Apercevant ma faute, je tentai de la corriger. J'aurais dû voir qu'il y avait une trop grande disproportion dans l'âge des deux parties pour qu'il fut vraisemblable de les croire mari et femme. L'un avait près de quarante ans: une période de vigueur intellectuelle où il est rare que les hommes se complaisent dans l'illusion de faire des mariages d'amour avec des jeunes filles: c'est un rêve qui leur est réservé pour les consoler plus tard dans le déclin de leurs années. L'autre n'avait pas l'air d'avoir encore dix-sept ans.

Alors une idée passa dans mon esprit comme un éclair: ce gaillard derrière mon épaule, en train de boire son thé dans une assiette et de manger son pain avec des mains sales, ce devait être son mari, Heathcliff junior, naturellement. «Voilà la conséquence de s'enterrer vivant: elle se sera jetée sur ce rustre faute de savoir qu'il y eut au monde de meilleurs partis. Une vraie pitié: je dois trouver un moyen de l'amener à regretter son choix!» Cette dernière réflexion pourra sembler vaniteuse. Elle ne l'était pas: mon voisin me frappait par quelque chose de presque repoussant; et je savais par expérience que j'étais pour ma part très tolérablement attrayant.

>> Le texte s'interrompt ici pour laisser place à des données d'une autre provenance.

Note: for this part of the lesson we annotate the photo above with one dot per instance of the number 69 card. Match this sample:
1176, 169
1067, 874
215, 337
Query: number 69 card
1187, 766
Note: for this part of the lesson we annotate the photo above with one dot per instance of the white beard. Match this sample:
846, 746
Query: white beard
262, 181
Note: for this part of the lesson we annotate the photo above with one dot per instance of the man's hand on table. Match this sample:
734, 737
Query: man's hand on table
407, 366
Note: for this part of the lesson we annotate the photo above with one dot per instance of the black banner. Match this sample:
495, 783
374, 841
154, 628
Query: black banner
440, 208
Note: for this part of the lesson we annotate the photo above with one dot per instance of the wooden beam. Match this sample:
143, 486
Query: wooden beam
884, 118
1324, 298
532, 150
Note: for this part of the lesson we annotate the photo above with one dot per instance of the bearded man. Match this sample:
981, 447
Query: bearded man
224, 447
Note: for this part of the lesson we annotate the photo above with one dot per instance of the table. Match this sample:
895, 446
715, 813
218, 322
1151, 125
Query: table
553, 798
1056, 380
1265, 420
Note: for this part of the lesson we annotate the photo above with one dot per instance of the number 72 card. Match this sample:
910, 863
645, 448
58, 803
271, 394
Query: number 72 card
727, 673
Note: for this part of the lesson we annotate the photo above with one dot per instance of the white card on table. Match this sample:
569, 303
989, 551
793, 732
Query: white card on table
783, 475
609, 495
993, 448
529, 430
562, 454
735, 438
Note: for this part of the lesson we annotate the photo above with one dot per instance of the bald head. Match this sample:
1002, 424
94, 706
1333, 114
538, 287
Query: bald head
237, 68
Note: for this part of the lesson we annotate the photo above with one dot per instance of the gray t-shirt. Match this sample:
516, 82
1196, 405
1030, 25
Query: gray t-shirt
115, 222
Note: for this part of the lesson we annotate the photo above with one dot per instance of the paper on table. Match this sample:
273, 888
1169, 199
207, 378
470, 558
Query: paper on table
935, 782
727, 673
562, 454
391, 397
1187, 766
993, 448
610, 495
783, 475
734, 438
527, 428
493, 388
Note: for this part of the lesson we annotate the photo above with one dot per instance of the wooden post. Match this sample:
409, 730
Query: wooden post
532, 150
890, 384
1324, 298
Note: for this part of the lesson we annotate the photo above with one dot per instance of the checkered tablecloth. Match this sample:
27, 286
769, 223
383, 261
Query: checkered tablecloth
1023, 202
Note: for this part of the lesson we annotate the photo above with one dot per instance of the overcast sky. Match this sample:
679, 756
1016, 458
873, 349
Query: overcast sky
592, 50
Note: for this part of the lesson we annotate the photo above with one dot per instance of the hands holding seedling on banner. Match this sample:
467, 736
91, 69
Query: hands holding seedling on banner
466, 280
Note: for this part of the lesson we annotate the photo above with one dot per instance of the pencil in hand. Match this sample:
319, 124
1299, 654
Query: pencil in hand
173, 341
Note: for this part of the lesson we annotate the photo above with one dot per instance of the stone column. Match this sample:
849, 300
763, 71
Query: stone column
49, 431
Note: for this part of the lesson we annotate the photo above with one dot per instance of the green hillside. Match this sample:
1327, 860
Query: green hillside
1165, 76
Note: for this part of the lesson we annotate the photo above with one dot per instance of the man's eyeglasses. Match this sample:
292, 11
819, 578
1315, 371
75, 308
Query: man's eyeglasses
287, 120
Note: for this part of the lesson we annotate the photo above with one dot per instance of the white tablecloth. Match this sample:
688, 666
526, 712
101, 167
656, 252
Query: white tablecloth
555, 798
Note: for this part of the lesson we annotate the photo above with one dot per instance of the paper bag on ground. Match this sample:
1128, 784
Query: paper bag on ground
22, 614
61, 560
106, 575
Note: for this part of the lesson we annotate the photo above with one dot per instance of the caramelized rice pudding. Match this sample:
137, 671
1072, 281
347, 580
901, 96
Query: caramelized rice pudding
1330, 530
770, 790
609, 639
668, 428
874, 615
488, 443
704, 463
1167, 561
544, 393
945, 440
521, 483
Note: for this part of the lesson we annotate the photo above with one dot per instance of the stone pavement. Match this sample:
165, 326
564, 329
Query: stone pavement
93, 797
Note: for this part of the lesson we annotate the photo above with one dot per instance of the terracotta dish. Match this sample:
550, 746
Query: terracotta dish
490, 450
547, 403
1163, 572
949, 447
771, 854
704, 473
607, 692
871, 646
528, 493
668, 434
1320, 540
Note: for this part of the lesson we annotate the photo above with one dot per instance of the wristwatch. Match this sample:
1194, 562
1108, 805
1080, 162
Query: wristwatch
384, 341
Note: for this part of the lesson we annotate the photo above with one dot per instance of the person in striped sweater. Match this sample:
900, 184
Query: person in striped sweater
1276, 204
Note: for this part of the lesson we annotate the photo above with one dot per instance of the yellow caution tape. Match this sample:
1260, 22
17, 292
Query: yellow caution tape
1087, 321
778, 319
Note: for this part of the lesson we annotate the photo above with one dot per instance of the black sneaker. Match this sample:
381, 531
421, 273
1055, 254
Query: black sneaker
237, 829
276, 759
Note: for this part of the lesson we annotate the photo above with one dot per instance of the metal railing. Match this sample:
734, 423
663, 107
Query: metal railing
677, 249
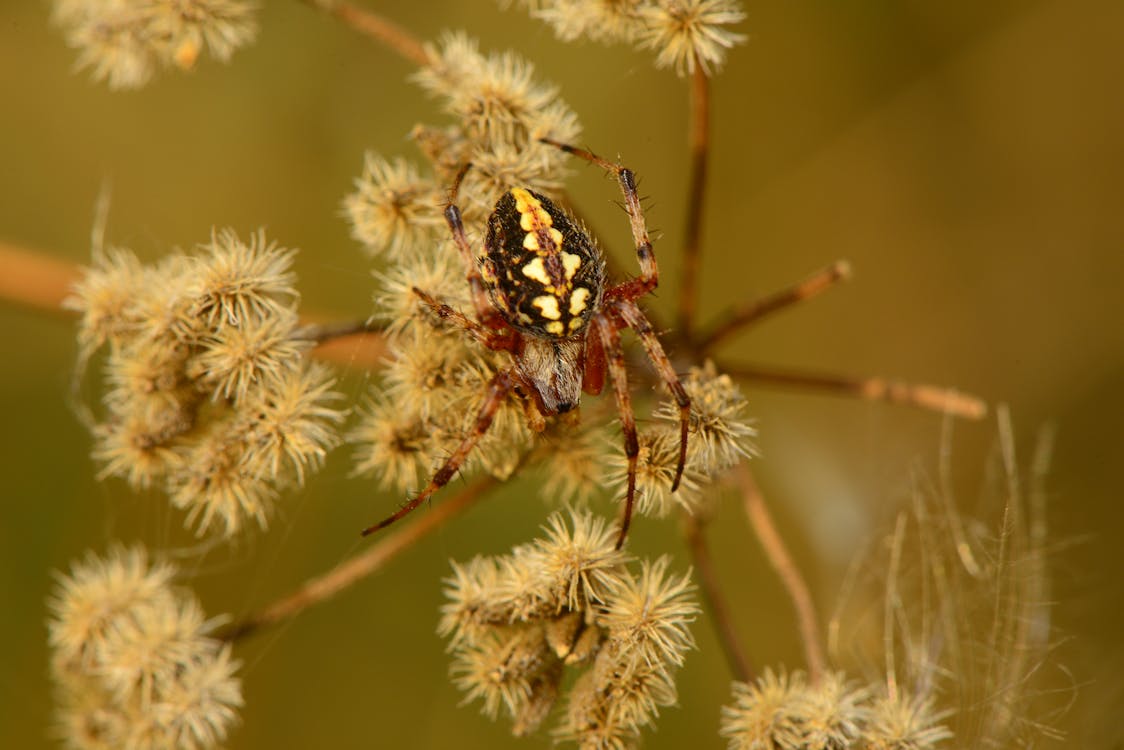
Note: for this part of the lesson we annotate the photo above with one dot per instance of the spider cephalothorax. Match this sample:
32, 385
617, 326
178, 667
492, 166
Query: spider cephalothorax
540, 294
545, 278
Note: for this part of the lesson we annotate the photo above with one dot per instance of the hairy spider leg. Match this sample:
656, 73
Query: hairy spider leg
485, 310
624, 295
497, 391
615, 361
631, 313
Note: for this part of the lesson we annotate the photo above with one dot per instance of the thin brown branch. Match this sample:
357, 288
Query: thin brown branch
35, 280
323, 333
736, 658
375, 27
350, 572
781, 560
934, 398
746, 314
699, 145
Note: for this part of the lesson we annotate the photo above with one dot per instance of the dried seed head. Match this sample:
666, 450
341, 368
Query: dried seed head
295, 422
395, 445
721, 432
96, 593
216, 482
393, 210
647, 616
234, 360
689, 34
239, 283
903, 722
103, 297
600, 20
767, 713
139, 448
655, 472
124, 42
504, 668
133, 661
581, 562
474, 603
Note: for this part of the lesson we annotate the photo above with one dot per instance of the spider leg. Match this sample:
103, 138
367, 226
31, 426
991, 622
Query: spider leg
497, 391
495, 340
615, 360
631, 314
485, 310
649, 271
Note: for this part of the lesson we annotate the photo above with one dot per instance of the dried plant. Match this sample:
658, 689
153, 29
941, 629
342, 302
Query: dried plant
496, 309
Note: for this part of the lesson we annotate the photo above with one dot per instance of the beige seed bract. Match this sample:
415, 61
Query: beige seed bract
516, 623
133, 659
125, 42
208, 389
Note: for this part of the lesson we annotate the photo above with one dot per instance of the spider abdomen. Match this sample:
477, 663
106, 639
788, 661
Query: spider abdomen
543, 271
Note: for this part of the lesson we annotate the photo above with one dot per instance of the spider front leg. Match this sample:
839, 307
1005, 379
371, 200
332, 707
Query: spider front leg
485, 312
499, 341
609, 335
649, 271
498, 389
631, 313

—Madame Heathcliff est ma belle-fille, dit Heathcliff confirmant ma conjecture. En parlant, il dirigeait sur elle un regard très particulier: un regard de haine, à moins qu'il n'ait une disposition anormale des muscles faciaux qui les empêche d'interpréter le langage de son âme comme ceux des autres hommes.

—Ah, certainement, je vois maintenant; c'est vous qui êtes l'heureux possesseur de cette fée bienfaisante, remarquai-je, me tournant vers mon voisin.

Ce fut pis qu'avant, le jeune homme devint rouge sang, et serra son poing, avec toutes les apparences de projeter un assaut. Mais il sembla bientôt revenir à lui et étouffa l'orage dans un brutal juron murmuré à mon adresse, mais que cependant je pris soin de ne pas remarquer.

—Pas de chance dans vos conjectures, monsieur, observa mon hôte; ni l'un ni l'autre de nous deux n'avons le privilège de posséder votre bonne fée; son possesseur est mort. Je vous ai dit qu'elle était ma belle-fille; il faut donc qu'elle ait épousé mon fils.

—Et ce jeune homme est...

—Pas mon fils, à coup sûr!

Heathcliff sourit de nouveau comme si c'était tout de même une trop forte plaisanterie de lui attribuer la paternité de cet ours.

—Mon nom est Hareton Earnshaw, grommela l'autre, et je vous conseillerais de le respecter.